Log Aggregation Overview

See subversion log for revision information.


Logs will need to be aggregated from all Member Nodes and stored at each Coordinating Node. Each Coordinating Node must replicas its logging data to the other Coordinating Nodes. The process described below relies on several technologies: Quartz Scheduler, Hazelcast Data Distribution, Metacat Repository Storage, and the Solr Search platform.

Log Aggregation Scheduling

Log Aggregation will performed once a day per Member Node. There is no set time as to when harvesting of log records will be performed on a daily basis.
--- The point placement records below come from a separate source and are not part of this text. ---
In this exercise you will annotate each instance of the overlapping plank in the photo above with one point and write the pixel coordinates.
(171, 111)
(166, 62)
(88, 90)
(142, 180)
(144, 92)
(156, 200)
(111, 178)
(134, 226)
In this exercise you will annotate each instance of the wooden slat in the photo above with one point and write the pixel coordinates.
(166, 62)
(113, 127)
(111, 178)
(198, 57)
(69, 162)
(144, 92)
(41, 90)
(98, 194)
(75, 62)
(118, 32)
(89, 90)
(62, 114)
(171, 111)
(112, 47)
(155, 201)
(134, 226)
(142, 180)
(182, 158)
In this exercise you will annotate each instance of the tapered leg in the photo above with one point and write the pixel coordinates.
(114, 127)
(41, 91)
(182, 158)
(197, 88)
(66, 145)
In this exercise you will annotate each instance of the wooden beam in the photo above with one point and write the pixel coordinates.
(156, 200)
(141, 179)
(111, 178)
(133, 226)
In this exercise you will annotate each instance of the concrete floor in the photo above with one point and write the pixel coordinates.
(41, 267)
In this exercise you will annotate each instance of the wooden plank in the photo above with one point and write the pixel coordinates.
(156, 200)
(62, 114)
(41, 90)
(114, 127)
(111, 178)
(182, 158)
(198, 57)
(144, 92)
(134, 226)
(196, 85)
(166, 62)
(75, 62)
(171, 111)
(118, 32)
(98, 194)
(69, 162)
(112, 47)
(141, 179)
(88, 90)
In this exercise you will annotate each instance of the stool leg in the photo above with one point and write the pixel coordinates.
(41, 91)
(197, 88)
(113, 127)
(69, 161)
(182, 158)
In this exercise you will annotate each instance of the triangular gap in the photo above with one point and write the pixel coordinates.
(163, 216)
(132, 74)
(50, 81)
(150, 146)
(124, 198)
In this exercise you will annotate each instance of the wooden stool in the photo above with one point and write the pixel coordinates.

At the time it is performed, it will harvest all the records from the last run until the beginning of the current day (00:00:00). Therefore, the aggregate logs on the CN may be only as recent as 48 hrs in the past, depending on when a query is executed and when the last harvesting was run. In the Log Scheduler class, Quartz will be used as the mechanism to schedule log harvesting.

Log Aggregation Distributed Execution

The Log Aggregator will run as a distributed executable class for each Member node, as well as locally for the Metacat instance that acts as the storage mechanism for the Coordinating Node. The distribution of the execution will be handled by Hazelcast. There is a maximum number of executions of the Log Aggregator that may be running at any given time (# of CNs * max per CN).

The Log Aggregator task will run a getLogRecords query against a Member Node. It will loop through the Types.Log results, calling Log Publisher for each Types.LogEntry, and place on a distributed Hazelcast topic a Types.LogEntry to be broadcast to all members of the Hazelcast cluster (including itself).

Log Aggregation Indexing

Each Coordinating Node will have a Log Aggregator will be running a Log Subscriber that listens for events on the distributed Hazelcast topic. For each Types.LogEntry message received, it will call Log Indexer. Log Indexer will take the Types.LogEntry and create a Solr Document finally submitting the document to Solr for addition to the Lucene index.


Figure 1. Sequence diagram illustrating the sequence of the Log Aggregator process.